A German court formally authorized the return of two Nazi-looted art works from the collection of the late art collector Cornelius Gurlitt.
The pieces, among the most valuable of the more than 1,400 artworks discovered in Gurlitt’s home in Munich and later in a second home in Salzburg, Austria, can be retrieved this week by the heirs of the Jewish owners from whom they were stolen, The Wall Street Journal reported Tuesday following the decision by the Munich District Court.
The court did not reveal the names of the owners of the artworks — Henri Matisse’s “Woman Sitting in an Armchair” and Max Liebermann’s “Two Riders on the Beach” — or the names of the heirs who will receive them, according to The Associated Press.
The Wall Street Journal reported that the Libermann painting was stolen from David Friedmann, a German-Jewish collector who died in the early 1940s, and the Matisse was stolen in a Nazi raid on a bank vault in France belonging to Paul Rosenberg, a Jewish art dealer.
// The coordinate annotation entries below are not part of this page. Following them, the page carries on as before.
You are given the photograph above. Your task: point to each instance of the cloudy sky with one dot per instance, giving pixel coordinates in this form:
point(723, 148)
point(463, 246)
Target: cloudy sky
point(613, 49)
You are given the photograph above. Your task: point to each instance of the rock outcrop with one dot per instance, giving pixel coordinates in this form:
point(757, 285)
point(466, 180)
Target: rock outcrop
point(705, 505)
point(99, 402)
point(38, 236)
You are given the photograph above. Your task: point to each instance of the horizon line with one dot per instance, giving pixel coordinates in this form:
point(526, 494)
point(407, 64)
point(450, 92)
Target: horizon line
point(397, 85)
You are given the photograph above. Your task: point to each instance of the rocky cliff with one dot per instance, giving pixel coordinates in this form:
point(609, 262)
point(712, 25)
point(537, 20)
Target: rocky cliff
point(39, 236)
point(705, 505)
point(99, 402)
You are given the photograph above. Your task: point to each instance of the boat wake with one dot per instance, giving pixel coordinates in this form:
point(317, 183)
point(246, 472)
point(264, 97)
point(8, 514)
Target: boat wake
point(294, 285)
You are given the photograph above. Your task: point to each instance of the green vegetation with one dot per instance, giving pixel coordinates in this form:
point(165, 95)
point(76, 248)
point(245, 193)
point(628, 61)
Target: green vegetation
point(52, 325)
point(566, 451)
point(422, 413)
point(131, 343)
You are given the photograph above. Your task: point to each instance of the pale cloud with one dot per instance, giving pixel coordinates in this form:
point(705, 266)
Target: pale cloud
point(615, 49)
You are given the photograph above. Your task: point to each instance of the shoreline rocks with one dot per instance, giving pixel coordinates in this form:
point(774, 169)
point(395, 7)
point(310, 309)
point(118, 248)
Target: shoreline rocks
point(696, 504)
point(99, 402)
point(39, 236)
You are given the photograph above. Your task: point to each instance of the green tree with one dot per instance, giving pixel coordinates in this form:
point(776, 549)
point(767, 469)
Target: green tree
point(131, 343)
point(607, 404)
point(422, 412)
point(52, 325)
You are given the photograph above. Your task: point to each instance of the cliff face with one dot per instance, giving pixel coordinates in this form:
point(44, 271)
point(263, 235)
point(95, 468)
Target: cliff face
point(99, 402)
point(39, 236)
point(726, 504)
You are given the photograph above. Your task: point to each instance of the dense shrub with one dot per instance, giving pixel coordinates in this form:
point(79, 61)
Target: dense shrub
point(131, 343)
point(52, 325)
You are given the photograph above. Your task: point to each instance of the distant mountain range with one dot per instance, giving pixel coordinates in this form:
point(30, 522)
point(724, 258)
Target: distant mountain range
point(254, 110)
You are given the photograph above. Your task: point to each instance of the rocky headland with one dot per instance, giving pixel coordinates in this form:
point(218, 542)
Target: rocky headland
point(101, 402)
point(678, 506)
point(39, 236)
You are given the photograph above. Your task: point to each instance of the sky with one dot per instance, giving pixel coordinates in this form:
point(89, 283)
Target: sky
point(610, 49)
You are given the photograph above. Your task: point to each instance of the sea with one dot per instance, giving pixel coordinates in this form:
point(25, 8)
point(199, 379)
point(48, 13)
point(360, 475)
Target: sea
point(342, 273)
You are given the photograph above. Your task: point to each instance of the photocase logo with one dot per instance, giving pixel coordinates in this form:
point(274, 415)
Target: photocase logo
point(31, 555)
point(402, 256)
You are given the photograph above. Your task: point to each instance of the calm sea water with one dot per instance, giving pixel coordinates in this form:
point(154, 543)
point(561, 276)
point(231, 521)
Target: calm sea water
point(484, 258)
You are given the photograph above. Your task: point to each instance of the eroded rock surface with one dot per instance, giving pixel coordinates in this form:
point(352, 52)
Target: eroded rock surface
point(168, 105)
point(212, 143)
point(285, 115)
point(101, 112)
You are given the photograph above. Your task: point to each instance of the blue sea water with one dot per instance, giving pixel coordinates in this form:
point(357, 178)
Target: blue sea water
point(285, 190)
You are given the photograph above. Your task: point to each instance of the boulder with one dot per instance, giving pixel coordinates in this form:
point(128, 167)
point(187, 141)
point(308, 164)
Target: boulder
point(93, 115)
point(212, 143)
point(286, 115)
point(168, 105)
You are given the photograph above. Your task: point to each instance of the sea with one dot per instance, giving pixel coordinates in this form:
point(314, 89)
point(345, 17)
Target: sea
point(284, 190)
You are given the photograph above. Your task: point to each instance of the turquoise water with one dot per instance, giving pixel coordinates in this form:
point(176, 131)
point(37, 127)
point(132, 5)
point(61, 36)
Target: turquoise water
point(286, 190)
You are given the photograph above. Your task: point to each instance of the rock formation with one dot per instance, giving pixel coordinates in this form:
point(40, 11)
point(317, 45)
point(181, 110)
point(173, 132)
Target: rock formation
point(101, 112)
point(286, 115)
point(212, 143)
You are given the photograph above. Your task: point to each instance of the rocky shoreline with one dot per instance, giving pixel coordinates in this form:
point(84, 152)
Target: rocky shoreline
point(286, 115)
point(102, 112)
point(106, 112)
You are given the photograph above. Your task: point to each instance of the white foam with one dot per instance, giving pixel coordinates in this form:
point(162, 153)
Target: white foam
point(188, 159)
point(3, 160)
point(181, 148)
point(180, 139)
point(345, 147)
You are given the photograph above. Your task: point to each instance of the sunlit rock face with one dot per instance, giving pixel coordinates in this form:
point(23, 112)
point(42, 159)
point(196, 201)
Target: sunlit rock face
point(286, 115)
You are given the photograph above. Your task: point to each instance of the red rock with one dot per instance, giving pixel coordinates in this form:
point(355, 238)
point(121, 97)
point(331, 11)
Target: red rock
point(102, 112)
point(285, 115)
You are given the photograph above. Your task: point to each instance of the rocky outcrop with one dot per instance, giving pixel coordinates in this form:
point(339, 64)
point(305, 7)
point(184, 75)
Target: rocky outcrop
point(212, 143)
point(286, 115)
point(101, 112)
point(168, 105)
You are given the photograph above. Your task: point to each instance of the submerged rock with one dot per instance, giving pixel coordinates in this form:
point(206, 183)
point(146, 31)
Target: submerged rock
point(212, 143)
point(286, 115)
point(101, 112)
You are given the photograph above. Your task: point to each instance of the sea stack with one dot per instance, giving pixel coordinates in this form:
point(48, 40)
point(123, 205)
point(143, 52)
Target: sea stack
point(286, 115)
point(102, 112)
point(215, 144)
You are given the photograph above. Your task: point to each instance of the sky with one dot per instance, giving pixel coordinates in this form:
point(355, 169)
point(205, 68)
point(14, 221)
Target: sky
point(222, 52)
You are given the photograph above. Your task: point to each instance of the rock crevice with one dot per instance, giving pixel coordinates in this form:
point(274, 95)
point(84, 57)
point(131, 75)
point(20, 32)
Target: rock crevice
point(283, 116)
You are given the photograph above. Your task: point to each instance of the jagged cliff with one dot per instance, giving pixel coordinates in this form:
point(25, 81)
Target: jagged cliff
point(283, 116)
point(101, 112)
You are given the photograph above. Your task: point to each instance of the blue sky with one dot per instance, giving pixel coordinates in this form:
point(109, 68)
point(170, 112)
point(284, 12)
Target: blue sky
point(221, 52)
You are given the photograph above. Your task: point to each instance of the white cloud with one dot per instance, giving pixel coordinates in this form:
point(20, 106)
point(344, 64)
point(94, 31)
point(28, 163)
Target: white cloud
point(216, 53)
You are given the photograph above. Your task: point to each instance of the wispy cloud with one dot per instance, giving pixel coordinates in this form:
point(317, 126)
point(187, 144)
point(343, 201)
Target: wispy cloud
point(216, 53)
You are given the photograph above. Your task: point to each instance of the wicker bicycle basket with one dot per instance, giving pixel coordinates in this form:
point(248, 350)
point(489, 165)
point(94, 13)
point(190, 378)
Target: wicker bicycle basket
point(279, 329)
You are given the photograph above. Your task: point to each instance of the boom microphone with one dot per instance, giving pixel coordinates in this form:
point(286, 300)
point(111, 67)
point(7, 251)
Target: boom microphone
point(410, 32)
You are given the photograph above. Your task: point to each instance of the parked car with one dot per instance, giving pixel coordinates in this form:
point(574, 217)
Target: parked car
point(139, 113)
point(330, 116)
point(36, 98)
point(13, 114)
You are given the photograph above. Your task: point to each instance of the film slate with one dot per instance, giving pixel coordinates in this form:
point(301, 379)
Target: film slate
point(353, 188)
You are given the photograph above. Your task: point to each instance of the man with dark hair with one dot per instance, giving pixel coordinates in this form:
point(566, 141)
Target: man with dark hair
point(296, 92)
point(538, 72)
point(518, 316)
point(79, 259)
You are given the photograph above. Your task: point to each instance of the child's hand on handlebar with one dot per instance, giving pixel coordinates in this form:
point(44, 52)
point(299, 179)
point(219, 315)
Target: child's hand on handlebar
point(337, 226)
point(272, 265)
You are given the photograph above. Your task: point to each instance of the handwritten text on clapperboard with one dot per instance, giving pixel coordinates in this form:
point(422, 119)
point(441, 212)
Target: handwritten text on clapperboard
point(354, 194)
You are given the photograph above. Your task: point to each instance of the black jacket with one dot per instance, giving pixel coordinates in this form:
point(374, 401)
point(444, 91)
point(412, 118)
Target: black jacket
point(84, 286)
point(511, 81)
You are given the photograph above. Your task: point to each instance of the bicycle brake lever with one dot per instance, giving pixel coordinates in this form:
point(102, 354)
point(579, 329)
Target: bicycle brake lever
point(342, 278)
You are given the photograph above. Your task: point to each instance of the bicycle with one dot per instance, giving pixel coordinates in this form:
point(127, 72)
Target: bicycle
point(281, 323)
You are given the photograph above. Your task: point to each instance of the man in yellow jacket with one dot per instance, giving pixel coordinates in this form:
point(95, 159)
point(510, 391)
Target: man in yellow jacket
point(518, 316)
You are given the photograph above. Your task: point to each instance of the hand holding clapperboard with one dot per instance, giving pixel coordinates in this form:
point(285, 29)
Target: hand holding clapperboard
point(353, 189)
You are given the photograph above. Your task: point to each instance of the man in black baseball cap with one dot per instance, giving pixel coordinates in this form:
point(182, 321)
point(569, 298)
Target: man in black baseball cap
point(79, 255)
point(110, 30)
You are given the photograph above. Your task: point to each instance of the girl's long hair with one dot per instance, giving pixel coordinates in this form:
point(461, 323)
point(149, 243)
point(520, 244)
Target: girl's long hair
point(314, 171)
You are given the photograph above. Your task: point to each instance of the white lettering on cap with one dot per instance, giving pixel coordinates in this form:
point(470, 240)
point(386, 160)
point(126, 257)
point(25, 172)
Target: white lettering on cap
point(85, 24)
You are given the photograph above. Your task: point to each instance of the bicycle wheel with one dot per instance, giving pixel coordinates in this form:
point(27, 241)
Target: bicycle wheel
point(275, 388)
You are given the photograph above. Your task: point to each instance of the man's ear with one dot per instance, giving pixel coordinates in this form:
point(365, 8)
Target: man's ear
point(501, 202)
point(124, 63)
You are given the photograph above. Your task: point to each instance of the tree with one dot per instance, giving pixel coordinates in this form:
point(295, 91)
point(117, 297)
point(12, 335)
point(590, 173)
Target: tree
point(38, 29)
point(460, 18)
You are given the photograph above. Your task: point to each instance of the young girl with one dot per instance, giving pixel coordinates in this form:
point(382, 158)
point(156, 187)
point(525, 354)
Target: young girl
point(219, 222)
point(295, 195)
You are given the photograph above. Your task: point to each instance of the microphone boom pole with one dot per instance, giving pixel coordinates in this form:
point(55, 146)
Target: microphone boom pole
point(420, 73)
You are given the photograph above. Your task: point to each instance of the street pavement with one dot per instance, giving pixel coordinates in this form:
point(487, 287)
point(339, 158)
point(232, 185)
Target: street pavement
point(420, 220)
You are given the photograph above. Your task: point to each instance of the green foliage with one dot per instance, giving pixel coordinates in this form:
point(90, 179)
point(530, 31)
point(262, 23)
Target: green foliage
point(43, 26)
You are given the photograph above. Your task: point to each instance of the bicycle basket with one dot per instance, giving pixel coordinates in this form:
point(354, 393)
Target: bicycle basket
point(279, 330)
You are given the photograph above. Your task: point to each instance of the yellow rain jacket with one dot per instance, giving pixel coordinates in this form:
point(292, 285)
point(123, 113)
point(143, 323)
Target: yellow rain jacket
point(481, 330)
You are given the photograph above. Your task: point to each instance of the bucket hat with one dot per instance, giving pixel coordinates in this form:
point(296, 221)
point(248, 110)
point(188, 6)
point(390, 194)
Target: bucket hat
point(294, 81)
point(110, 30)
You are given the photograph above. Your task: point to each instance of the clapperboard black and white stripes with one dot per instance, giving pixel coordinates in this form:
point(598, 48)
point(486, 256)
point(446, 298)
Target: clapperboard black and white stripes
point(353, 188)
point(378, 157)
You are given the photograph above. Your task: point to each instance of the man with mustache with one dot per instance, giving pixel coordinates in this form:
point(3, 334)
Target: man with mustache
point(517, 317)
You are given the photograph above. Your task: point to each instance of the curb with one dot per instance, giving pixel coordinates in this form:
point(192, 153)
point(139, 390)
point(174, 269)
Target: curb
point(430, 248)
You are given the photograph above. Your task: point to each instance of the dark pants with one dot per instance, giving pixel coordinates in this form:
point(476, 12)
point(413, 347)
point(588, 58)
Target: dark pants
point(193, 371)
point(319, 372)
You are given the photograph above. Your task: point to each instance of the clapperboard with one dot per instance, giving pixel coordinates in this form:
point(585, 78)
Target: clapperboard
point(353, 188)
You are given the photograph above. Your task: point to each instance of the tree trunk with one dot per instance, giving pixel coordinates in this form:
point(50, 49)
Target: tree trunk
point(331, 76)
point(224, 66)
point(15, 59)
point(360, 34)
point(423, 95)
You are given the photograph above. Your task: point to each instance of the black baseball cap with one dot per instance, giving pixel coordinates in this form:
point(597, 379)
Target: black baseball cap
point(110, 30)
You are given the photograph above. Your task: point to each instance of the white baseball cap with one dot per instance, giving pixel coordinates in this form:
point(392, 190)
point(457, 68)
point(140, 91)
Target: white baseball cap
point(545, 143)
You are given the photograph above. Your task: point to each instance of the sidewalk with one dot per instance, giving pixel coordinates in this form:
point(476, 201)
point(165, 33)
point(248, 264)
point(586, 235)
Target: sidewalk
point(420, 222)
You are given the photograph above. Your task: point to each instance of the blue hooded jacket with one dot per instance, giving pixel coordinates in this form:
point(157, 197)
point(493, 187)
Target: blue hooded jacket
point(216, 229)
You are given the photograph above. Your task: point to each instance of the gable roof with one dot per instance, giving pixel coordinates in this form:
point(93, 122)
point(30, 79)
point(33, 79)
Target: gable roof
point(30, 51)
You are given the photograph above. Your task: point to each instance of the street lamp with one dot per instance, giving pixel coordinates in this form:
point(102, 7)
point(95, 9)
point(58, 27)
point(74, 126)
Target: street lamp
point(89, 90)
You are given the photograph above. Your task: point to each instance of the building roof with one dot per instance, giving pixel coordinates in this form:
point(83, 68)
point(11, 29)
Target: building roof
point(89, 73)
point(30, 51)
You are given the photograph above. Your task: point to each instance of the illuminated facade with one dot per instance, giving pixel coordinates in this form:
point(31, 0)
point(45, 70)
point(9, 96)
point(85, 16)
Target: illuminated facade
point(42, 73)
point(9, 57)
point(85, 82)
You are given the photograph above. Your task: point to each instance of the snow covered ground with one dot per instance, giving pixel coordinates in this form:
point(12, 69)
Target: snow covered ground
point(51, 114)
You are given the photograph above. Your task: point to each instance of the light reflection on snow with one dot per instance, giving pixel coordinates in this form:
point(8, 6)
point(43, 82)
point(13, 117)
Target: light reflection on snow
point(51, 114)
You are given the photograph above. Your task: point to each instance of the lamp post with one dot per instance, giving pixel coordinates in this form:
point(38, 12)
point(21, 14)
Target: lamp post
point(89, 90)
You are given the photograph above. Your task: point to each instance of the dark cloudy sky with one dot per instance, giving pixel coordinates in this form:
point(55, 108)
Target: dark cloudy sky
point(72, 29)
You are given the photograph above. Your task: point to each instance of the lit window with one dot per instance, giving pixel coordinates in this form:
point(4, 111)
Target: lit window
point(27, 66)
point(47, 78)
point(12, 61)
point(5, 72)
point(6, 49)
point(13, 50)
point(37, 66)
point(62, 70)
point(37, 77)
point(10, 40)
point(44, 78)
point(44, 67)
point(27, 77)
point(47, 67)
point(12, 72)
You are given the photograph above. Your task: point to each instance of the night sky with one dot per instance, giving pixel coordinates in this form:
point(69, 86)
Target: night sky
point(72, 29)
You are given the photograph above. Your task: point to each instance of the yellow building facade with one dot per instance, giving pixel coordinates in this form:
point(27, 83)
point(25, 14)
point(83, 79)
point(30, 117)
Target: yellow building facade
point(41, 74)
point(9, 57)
Gurlitt’s father, Hildebrand, was an art dealer on assignment to the Nazis. When Hildebrand Gurlitt died in 1956, his son inherited the collection, which includes works by Picasso, Durer, Renoir, Toulouse-Lautrec, Beckmann and Matisse. The Gurlitt collection, discovered in the course of an investigation for tax evasion, is worth an estimated $1.26 billion.
Last year, Gurlitt signed an agreement with the state of Bavaria and the German federal government in which the provenance of all works would be researched, paving the way for the return of the paintings to the heirs of the rightful owners. The work of the task force searching for possible rightful owners continued after Gurlitt died last May.
Gurlitt left his entire collection to the Kunstmuseum Bern in Switzerland. The museum accepted the collection and promised to participate in the process by which German authorities would attempt to return any looted works to their rightful owners.